PHILADELPHIA (GenomeWeb News) — The stalemate between President Bush and Congress over this fiscal year’s federal budget all but kills the likelihood that the National Institutes of Health’s fiscal 2008 budget will be increased, Sen. Arlen Specter (R-Pa.) told GenomeWeb Daily News sister publication BioRegion News this week.
 
As a result, he said he expects Bush to prevail over those in Congress who want to increase the NIH budget beyond the president’s proposed $28.9 billion for the fiscal year that began Oct. 1 -- 1.2 percent less than the agency saw in fiscal 2007.
 
“The scientific community ought to be raising hell about that,” Specter said. “They’re really sort of sitting back and not really digging in.”
 
In June, the Senate Appropriations Committee approved a $29.9-billion budget for the NIH as part of a spending bill for the departments of Education, Labor, and Health and Human Services. The committee’s approved represented $200 million more for the NIH than the House of Representatives appropriations committee had set aside earlier, and more than the House Subcommittee on Labor, Health and Human Services, and Education settled on in June.
 
That work was likely for naught, Specter said in a brief interview this week. “The increase? It’s Confederate money because we’re not going to get the bill passed, ultimately,” Specter said.
 
Specter spoke with BioRegion News minutes after addressing attendees at the Biotech 2007 Conference held here, presented by the Delaware BioScience Association, Pennsylvania Bio, and BioNJ, the new name of the Biotechnology Council of New Jersey.
 
Bush’s fiscal 2008 proposal for NIH was $360 million less than the $29.2 billion Congress approved for the agency in fiscal 2007. This final amount included $99 million that the NIH shifted to the Global Fund to Fight AIDS, Tuberculosis, and Malaria.

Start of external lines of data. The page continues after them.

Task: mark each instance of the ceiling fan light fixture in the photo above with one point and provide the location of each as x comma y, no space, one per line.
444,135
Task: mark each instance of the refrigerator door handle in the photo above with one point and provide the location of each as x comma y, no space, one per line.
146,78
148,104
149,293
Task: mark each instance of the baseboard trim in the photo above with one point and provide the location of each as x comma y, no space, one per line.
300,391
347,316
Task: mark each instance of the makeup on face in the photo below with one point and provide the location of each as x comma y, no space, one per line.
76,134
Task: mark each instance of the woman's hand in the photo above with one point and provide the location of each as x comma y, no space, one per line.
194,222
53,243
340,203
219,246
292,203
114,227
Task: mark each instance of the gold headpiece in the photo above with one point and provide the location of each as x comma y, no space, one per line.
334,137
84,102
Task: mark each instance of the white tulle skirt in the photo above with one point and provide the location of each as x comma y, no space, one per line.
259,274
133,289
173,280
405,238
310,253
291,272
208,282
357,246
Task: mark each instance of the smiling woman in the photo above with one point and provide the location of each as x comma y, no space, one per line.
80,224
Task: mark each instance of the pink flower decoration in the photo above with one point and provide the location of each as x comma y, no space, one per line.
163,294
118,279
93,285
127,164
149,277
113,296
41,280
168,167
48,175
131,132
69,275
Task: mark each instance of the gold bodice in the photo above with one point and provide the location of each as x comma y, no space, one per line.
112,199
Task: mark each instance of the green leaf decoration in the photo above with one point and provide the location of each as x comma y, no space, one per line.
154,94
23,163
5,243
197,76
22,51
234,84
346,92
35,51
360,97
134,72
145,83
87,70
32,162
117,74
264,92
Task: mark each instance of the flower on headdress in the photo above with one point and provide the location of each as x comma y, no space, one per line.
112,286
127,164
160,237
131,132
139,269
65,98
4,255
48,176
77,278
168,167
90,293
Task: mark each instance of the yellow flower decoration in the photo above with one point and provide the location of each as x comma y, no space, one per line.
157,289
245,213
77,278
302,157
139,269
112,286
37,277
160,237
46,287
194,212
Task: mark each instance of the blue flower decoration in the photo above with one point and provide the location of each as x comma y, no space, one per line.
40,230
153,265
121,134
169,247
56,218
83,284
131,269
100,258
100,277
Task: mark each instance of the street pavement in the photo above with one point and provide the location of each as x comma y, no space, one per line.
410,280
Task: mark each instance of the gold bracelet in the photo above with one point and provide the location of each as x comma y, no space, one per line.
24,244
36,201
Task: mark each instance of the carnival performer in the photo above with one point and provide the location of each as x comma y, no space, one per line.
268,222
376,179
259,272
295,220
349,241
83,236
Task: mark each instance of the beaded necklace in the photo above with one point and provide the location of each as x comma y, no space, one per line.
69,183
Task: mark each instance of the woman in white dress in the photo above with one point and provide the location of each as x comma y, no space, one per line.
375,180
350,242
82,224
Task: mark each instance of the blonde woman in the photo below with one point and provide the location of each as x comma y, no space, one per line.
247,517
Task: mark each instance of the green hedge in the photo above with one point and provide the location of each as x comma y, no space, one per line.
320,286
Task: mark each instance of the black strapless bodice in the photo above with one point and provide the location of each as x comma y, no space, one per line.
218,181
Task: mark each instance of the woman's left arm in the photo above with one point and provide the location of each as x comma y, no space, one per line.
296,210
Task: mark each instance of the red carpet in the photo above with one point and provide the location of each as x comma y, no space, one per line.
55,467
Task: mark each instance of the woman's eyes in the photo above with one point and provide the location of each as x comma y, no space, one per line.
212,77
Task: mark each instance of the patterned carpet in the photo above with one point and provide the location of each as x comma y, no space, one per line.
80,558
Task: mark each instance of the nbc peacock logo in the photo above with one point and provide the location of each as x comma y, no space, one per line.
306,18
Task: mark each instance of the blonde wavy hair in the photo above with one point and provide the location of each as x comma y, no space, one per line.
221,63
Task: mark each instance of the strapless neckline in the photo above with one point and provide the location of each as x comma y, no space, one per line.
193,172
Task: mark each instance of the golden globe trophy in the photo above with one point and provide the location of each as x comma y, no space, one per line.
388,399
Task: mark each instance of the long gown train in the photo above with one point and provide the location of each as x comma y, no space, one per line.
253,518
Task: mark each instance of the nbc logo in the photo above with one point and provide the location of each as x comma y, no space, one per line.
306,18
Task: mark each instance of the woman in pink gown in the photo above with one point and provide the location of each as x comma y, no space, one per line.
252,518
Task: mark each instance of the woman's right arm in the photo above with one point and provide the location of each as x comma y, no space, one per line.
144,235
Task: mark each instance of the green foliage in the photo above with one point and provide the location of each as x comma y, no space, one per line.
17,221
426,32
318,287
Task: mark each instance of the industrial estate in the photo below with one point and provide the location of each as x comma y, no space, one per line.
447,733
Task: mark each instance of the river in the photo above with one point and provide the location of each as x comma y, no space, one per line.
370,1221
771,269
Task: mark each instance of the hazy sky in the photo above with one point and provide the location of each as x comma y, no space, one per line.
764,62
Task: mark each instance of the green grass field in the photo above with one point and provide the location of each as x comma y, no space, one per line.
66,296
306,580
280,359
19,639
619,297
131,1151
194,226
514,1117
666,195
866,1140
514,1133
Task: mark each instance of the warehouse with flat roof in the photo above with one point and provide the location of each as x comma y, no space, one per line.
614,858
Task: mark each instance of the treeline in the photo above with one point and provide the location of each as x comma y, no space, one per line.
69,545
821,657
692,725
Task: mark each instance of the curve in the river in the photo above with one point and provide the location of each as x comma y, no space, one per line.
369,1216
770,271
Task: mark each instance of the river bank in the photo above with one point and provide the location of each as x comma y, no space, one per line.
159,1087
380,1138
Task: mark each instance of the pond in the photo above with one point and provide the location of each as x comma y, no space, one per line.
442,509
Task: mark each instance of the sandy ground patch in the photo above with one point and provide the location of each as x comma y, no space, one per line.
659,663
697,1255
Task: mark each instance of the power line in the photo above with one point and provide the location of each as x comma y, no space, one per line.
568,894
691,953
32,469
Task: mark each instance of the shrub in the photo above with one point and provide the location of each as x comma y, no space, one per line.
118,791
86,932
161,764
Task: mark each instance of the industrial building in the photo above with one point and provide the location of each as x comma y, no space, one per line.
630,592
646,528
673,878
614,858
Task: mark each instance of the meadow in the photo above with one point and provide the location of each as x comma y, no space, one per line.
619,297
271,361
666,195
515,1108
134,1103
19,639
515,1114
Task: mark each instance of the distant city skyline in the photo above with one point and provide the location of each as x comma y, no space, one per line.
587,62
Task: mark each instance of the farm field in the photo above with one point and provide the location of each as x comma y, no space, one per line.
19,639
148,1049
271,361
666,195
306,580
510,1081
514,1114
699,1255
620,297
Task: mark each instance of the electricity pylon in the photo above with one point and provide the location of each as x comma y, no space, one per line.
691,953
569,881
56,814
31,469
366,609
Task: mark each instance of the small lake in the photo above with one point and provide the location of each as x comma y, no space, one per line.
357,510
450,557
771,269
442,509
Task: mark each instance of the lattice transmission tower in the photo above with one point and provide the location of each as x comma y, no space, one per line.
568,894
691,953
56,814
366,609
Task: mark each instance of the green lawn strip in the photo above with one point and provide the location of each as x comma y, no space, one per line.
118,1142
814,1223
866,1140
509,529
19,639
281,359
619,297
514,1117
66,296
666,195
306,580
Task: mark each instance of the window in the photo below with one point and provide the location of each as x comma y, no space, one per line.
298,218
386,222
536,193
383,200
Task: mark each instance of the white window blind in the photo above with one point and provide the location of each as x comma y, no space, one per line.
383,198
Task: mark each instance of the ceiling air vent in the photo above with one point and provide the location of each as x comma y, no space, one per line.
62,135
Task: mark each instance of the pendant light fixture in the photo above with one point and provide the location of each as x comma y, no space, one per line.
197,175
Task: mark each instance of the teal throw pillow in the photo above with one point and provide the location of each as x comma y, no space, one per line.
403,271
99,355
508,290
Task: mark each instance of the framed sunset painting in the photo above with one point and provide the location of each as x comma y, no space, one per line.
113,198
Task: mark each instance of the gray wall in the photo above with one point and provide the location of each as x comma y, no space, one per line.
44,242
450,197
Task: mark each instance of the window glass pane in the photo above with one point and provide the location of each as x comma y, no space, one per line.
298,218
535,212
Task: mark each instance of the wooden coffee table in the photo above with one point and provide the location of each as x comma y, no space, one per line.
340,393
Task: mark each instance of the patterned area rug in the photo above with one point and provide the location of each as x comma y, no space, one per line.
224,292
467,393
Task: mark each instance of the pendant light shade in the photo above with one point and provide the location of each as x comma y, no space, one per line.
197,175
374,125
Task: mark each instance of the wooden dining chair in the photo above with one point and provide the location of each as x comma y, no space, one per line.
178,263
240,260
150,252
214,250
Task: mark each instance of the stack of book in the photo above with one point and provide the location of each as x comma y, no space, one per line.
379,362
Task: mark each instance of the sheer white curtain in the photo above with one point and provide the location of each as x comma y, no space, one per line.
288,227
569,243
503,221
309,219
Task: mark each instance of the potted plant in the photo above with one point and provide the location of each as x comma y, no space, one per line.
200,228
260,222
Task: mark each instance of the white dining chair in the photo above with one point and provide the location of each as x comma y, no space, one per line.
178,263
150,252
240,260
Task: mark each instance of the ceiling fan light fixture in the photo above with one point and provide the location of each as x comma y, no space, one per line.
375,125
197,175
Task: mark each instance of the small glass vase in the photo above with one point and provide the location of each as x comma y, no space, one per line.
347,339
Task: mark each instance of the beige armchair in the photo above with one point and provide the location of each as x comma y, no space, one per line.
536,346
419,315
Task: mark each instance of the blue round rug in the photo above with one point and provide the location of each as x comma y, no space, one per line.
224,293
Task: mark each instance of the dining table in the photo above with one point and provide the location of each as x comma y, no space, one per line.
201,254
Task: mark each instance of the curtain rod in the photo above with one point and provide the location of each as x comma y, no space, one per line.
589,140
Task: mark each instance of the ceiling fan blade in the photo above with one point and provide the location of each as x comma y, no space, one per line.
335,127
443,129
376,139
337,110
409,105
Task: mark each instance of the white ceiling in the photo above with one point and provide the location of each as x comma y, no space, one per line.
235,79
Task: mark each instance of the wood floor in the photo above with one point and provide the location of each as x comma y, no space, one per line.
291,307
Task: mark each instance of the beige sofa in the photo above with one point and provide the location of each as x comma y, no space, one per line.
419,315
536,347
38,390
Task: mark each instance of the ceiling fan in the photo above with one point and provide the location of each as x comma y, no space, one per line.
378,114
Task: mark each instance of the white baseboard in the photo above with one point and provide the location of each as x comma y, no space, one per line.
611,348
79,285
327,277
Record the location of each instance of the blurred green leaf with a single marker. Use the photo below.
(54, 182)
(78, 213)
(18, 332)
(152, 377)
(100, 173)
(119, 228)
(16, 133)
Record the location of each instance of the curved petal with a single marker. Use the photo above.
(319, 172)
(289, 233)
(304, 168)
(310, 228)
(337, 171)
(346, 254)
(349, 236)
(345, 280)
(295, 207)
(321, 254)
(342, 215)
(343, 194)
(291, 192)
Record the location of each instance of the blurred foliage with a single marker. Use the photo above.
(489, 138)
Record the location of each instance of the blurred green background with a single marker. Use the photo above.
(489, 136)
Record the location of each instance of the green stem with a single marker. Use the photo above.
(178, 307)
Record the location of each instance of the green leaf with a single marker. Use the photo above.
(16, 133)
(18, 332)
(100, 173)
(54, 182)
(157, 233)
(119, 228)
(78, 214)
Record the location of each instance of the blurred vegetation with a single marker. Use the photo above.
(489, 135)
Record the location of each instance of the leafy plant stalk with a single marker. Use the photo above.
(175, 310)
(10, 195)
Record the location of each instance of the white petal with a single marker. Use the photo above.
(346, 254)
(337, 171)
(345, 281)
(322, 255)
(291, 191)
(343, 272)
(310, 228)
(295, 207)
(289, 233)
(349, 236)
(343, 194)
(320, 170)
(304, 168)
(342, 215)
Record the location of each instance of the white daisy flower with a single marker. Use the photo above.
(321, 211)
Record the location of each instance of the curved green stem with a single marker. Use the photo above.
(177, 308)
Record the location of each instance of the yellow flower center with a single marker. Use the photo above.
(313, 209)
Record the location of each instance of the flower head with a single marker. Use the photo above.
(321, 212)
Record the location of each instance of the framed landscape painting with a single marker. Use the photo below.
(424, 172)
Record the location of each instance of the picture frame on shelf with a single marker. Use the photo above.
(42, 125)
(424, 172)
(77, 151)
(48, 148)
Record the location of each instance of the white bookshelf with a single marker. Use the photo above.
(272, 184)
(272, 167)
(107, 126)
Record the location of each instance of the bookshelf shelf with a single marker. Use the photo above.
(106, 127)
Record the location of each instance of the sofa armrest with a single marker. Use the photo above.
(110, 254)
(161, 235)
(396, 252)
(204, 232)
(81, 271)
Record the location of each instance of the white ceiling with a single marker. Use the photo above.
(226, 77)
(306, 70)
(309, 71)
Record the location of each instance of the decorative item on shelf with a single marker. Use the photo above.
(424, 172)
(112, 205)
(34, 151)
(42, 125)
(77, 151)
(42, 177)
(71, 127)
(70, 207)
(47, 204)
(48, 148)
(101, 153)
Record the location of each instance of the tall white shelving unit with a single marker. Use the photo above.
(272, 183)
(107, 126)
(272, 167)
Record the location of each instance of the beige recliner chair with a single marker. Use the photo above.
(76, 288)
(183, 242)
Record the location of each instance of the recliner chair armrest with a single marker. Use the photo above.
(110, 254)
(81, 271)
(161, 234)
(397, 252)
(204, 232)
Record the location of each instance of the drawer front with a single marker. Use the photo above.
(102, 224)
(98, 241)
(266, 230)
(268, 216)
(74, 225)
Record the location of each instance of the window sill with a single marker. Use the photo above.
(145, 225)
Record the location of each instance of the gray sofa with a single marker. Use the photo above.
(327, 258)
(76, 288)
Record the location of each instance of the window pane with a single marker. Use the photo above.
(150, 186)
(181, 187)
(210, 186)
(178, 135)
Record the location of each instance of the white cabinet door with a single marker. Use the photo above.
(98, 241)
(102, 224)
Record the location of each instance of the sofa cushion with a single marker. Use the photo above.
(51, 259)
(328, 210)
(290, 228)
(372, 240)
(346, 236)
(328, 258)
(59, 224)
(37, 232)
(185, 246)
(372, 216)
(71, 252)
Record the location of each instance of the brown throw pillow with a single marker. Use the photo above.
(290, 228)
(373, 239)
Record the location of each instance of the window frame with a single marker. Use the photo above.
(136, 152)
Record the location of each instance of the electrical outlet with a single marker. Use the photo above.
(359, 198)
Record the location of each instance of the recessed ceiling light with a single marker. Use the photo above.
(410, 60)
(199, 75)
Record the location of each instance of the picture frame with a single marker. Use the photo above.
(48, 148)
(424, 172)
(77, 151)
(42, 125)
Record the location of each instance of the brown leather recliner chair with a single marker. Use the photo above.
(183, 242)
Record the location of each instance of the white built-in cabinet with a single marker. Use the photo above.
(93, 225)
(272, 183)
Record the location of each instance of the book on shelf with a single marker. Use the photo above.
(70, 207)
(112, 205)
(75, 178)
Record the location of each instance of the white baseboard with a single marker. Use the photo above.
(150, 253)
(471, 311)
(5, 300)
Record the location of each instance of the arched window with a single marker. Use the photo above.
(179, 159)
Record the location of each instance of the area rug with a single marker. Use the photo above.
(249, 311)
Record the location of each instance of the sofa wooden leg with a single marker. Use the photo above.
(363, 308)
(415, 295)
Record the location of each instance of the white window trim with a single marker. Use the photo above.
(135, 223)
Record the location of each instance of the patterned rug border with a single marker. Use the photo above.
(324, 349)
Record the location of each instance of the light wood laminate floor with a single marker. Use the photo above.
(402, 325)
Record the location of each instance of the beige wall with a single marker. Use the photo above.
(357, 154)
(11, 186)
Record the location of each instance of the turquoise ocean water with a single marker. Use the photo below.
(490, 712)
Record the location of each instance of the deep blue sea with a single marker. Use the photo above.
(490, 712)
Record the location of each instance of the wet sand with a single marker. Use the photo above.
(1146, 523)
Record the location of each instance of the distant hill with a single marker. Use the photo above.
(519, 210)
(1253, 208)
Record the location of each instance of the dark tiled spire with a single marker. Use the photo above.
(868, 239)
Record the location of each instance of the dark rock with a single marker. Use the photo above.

In FY 2008, NIH would shift an additional $300 million to the fund, which is around one-third of the Senate’s approved increase and 40 percent of the House’s.
 
Hoping to iron out their dispute and keep the federal government functioning through Nov. 16, Congress approved and Bush signed a set of “continuing” resolutions freezing spending at the 2006-07 level. No action is expected this week because the Senate has been in recess and won’t return to session until Oct. 15.
 
When it does, Specter said, it is likely to first approve an Education-Labor-HHS bill that Bush is all but certain to reject, then ultimately approve the President’s numbers — resulting in less spending on NIH.
 
“It’s going to be passed and vetoed, and not going to be enacted, and then we’re going to come back with a big cut, so I’m very unhappy about that,” he said.